The Passion of Woo & Isolde by Jennifer Tseng

Thanks to guest reviewer *Avery Lewis for reading and reviewing the following book, which was sent to Grab the Lapels by the publisher in exchange for an honest opinion.


The Passion of Woo and Isolde by Jennifer Tseng won the 11th Annual Rose Metal Press Short Short Chapbook Competition in August 2017. The contents resemble a most peculiar love poem. Jarring, supernatural circumstances have allowed two lovers who were once lost to find each other again in a different life. The web of these two lovers lure others in like trapped insects, as the reader learns of the man’s new wife and the complications she brings to his life. Sprinkled throughout the book are brief tales that mirror the struggle between the lovers. When the reader comes across the tale of the mouse who endearingly extracts thorns from the paws of a lion, that is when the power of relationships is demonstrated; the haunting, final image of the lion’s bloody paw and devotion to the covenant cannot be forgotten. The author does a fine job in captivating the reader’s attention throughout the book, and the heavy themes of love, relationships, sacrifice, and growth are always relevant in the lives of people. The Passion of Woo and Isolde is a bizarre, off-kilter romance that is touchingly raw and incredibly human.

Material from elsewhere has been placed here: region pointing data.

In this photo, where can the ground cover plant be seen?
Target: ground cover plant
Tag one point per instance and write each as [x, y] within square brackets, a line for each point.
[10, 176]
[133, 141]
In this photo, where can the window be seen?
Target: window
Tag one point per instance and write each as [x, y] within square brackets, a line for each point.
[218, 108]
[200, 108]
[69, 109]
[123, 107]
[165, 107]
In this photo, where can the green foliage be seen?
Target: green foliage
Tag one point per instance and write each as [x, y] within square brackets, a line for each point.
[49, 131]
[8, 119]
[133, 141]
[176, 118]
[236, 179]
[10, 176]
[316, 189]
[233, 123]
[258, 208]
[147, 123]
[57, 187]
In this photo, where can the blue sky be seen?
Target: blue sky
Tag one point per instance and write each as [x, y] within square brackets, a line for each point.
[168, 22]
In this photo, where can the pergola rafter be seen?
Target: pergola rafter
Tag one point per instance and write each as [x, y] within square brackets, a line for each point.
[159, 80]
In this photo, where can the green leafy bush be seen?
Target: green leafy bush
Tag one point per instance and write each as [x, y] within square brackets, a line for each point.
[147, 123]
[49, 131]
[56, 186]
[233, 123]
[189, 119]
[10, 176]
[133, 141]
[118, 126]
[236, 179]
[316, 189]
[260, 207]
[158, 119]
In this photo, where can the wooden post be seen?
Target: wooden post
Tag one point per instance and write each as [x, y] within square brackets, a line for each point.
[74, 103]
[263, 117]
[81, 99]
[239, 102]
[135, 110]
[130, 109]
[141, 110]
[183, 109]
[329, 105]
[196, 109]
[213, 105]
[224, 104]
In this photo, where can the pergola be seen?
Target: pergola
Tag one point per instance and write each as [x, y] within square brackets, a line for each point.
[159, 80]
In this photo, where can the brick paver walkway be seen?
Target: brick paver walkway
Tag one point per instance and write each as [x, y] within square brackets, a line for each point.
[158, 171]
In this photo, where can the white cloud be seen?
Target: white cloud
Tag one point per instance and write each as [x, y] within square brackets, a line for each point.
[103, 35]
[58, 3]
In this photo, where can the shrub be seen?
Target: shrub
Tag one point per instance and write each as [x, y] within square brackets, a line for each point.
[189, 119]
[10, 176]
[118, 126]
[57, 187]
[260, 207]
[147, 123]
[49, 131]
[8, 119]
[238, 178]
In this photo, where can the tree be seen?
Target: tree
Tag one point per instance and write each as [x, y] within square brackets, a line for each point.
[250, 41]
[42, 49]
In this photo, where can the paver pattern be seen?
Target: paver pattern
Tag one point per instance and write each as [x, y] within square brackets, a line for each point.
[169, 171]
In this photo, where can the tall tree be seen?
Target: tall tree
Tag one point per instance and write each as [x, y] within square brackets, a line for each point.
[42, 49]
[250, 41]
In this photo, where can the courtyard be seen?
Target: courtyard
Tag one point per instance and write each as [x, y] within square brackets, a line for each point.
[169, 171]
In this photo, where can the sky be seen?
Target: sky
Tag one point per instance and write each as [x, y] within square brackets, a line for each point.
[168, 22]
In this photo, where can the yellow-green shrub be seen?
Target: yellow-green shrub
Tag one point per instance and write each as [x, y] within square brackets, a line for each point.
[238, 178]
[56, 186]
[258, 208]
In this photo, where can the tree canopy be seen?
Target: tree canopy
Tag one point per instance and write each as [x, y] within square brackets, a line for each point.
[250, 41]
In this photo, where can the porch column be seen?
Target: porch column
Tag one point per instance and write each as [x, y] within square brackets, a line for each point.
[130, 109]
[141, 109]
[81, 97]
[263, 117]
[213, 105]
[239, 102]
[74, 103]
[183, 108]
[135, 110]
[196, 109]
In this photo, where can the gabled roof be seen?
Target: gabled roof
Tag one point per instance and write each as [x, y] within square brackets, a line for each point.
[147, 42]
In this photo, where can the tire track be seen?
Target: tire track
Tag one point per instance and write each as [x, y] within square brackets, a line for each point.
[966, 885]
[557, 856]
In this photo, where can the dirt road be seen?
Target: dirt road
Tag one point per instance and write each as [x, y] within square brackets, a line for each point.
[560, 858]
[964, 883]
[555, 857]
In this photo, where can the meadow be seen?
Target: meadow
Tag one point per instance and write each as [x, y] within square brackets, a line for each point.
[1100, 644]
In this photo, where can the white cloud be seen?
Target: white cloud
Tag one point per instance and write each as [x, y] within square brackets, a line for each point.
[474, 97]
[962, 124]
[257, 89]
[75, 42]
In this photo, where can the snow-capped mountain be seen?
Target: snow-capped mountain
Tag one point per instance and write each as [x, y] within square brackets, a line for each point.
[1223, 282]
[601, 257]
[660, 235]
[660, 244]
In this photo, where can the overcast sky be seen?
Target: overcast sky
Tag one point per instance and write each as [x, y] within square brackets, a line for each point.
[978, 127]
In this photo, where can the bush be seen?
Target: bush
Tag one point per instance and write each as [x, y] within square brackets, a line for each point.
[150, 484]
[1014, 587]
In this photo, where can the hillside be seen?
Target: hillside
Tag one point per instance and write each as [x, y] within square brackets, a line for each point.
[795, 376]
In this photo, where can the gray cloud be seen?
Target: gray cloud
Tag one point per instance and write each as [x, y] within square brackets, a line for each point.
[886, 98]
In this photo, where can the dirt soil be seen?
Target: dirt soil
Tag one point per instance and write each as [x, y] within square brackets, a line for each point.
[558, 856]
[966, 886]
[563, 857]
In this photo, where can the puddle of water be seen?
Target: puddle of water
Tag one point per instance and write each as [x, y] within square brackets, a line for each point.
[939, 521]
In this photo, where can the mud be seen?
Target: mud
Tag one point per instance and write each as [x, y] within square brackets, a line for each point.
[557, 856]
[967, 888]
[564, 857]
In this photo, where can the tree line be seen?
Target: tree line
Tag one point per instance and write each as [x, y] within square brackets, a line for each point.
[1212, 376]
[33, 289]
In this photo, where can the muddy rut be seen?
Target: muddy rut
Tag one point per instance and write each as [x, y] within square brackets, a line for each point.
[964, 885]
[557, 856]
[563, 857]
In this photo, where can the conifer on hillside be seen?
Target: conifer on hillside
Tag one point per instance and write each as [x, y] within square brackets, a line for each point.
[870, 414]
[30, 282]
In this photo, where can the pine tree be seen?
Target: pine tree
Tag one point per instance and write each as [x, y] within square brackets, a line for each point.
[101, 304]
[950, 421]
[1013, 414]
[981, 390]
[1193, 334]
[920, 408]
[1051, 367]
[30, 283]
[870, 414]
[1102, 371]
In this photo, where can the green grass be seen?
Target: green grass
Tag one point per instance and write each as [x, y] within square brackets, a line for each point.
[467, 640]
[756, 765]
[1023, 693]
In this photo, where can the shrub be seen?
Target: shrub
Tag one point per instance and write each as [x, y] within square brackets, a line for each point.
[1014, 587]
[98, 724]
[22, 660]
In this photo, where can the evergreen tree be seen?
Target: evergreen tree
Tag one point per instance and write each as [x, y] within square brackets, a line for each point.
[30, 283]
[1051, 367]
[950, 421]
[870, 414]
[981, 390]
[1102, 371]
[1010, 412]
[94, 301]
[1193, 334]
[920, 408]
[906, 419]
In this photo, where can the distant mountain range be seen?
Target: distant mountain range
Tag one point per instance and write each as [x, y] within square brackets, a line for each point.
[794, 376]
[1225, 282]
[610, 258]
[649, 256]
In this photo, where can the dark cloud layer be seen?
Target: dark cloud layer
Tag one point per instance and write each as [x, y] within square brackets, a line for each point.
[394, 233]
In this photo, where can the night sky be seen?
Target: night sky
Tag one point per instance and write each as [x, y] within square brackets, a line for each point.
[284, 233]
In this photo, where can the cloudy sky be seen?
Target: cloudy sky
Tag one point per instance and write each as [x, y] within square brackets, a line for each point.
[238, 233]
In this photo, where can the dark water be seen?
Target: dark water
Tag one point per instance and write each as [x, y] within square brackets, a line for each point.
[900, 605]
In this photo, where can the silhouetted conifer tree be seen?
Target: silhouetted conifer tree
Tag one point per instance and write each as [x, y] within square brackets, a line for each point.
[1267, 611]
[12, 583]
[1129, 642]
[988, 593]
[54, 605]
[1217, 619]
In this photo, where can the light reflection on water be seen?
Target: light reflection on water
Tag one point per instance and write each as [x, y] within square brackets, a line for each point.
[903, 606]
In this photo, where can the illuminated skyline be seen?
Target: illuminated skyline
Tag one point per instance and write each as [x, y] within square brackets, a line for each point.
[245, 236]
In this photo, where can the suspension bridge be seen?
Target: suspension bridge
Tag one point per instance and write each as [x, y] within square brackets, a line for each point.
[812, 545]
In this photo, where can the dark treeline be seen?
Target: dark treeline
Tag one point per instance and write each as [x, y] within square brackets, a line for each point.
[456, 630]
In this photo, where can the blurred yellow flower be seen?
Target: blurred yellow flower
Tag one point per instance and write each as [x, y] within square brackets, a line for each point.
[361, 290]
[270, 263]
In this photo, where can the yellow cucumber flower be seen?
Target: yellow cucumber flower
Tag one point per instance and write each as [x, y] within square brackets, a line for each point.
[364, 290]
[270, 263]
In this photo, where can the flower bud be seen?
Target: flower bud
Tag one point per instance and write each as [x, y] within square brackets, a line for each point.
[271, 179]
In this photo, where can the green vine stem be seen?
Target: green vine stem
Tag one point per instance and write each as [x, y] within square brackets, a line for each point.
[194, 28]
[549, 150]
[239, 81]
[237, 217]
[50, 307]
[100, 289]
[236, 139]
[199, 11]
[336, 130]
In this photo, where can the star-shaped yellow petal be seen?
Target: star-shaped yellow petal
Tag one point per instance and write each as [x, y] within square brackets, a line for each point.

*Avery Lewis graduated from Saint Mary’s College (Notre Dame, IN) in 2015 with a degree in Religious Studies. Some of her favorite authors include Stephen King, Jodi Picoult, Sylvia Plath, and J.R.R. Tolkien. She was born in Michigan and aspires to work as a school counselor.

One comment

  1. This is super fun! I love the idea of a guest review in this sense. How did you end up passing this book on, Melanie?

    Avery Lewis- Thank you for the concise and thoughtful review! I love reading short stories and have recently gotten back into poetry. Your review has captured my interest in this work, for sure. In my research about the Rose Metal Press Short Short Chapbook Competition, I learned that this year’s winner will have an introduction published by the judge. Did this chapbook also have such an introduction? If so, do you think it added to the reading experience or not?